The Prince's Pet Peeves" "Happy [Insert Day of the Week]!"

This is the kind of pet peeve that is really just going to make me look like an asshole, but I really feel like I have to get this off my chest. Most of my closest associates know how much this bothers me, but do it anyway just to get under my skin. Well played, my friends. That's exactly what I would do.

I'm referring to people who say things like "Happy Monday!" or "Happy Tuesday!" when it is really just an average, ordinary day of the week. I don't really get this. Are they trying to make each day special or something? Is this some kind of "live each day to the fullest" attitude? I'd really like to get inside the heads of people that do this.

I get that these offenders are only trying to be nice and wish me a nice day in a cute way, but it is wasted on me. Just say "Have a good one!" or something like that. Each individual day of the week does not need to be a happy one. Sometimes a day is just a day and that's OK. They're not all going to be winners.

That doesn't mean I'm not having a happy day or anything. I just don't need to be told to have one every day. It's Wednesday. I just want to get through it and go home.

I also feel like it cheapens the word for the real holidays that you want to be especially happy. Does this mean that my Thanksgiving will be only just as happy as my Happy Thursday of the week before? It better not be. It's Thanksgiving. I want that day to have a little more meaning. Same with my Halloween, Columbus Day Arbor Day, etc. If someone tries to co-opt "Merry" I think I might lose it.

This might all stem from my complete and utter disdain for office small-talk, where I suspect this little phenomenon took flight. Everytime I get stuck in that, I feel like I am trapped in a Dilbert cartoon.

Does anyone else feel this way or am I the lone dickhead who doesn't like people to wish me well?

Friday, October 8, 2010

The Prince of Dundalk Spirit of Superbness Award Winner

For an appropriate soundtrack, click here.


So I have decided to stop the voting and just go ahead and crown this guy the winner of the 2010 Prince of Dundalk Spirit of Superbness Award. It kind of just rolls off the tongue doesn't it?

After an exhaustive search (like a whole day!) I found this gem. Guy in the car wins this award for embodying all of the core values of this site, namely wanton destruction of public property, a complete lack of accountability and responsibility, and the wherewithal to flee the scene of a crime as quickly as possible.

What makes this winner so special is the total lack of grace in execution. This is a clusterfuck of the highest order, but our guy is not deterred from his quest to get the hell out of there no matter what stands in his way. This is the attitude that these great United States were built upon.

Not only does this guy jack up someone else's car, but he pretty much fucks up his ride as well. I'm not 100% clear as to what is going down with his car, but I do know that the rear bumper came off and there was some black smoke shooting out of the exhaust pipe. I'm no Pep Boy, but I think that is a pretty bad sign. This guy doesn't quit. Even though he hits that pole like 15 times, he keeps at it and sort of makes a getaway.

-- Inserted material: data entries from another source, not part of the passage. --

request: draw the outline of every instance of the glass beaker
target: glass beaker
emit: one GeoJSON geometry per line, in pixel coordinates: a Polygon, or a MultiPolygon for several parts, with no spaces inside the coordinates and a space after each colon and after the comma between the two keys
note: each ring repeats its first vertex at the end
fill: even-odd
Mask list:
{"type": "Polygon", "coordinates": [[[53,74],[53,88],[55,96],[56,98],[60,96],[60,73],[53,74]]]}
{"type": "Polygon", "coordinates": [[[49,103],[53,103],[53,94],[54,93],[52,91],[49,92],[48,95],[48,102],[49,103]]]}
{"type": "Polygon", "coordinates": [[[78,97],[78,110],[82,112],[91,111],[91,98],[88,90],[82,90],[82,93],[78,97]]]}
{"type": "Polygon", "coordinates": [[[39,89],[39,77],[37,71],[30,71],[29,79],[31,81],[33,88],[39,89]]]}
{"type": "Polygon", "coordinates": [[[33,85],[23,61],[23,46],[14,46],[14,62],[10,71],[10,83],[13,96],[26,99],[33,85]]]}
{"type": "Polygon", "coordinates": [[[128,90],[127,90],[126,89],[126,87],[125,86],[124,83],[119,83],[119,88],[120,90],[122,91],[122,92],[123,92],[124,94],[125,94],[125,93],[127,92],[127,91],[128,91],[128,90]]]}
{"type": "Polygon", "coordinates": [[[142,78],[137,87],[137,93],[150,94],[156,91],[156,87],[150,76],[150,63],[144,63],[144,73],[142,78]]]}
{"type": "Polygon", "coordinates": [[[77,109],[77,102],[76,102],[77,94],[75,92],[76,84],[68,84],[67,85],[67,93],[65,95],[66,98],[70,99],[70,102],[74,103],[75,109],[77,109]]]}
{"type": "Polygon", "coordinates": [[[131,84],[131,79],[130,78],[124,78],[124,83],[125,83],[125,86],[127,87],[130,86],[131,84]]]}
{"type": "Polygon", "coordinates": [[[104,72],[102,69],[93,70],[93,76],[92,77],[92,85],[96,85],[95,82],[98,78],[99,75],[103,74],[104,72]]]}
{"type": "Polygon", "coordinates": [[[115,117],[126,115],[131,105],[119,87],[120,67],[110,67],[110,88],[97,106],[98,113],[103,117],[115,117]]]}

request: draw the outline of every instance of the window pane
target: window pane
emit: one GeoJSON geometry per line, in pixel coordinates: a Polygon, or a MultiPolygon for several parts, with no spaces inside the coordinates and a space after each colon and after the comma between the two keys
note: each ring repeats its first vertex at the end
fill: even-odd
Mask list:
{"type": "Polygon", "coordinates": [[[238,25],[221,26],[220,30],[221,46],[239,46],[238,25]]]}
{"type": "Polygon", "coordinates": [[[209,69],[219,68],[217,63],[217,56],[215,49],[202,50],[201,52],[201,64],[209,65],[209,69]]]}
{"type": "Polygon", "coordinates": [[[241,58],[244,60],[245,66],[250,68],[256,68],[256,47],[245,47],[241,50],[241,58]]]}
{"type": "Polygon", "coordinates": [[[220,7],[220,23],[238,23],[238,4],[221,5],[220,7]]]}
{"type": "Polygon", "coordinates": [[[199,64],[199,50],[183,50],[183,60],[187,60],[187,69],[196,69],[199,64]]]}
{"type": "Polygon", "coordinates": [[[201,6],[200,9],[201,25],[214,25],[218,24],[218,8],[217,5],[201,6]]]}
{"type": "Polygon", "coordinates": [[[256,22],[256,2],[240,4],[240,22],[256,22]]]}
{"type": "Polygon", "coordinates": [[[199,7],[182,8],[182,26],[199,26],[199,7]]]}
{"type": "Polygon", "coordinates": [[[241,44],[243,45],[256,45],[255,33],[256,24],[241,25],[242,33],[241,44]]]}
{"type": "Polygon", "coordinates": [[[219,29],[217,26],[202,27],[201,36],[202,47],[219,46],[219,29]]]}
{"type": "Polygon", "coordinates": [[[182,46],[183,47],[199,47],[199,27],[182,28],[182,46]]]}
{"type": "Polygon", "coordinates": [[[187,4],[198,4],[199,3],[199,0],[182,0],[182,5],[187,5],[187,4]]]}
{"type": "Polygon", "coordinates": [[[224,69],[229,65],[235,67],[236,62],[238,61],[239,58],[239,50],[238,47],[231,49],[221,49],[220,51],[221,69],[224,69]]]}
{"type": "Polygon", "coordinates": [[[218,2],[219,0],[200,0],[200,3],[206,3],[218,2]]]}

I think the panic-level in the car is beyond anything any of us have ever experienced. I really wish there was audio that could pick up what's going on inside. I'm sure there is just an insane amount of cursing and screeching.

I also imagine the sense of relief after finally leaving that parking lot is palpable. Too bad it was all caught on tape. Nice try though.

Anyway, Guy in the car has truly distanced himself from the crowd thanks to this incredible performance of havoc-wreaking, and has earned a place of honor on this blog. And probably infamy as well. If Guy in the car happens to read this, drop me a line and we can figure out how I can deliver the prize package of a free t-shirt and back rub.

PS In case it wasn't obvious, there was no real voting so don't get all bent out of shape because you didn't get a say. This is my world and y'all are just paying rent.

PPS I don't know if the driver was a man or woman so I decided to call him a guy. It's not sexist to do that since the obvious joke would be to suggest that this was clearly a woman driver. I'm enlightened like that.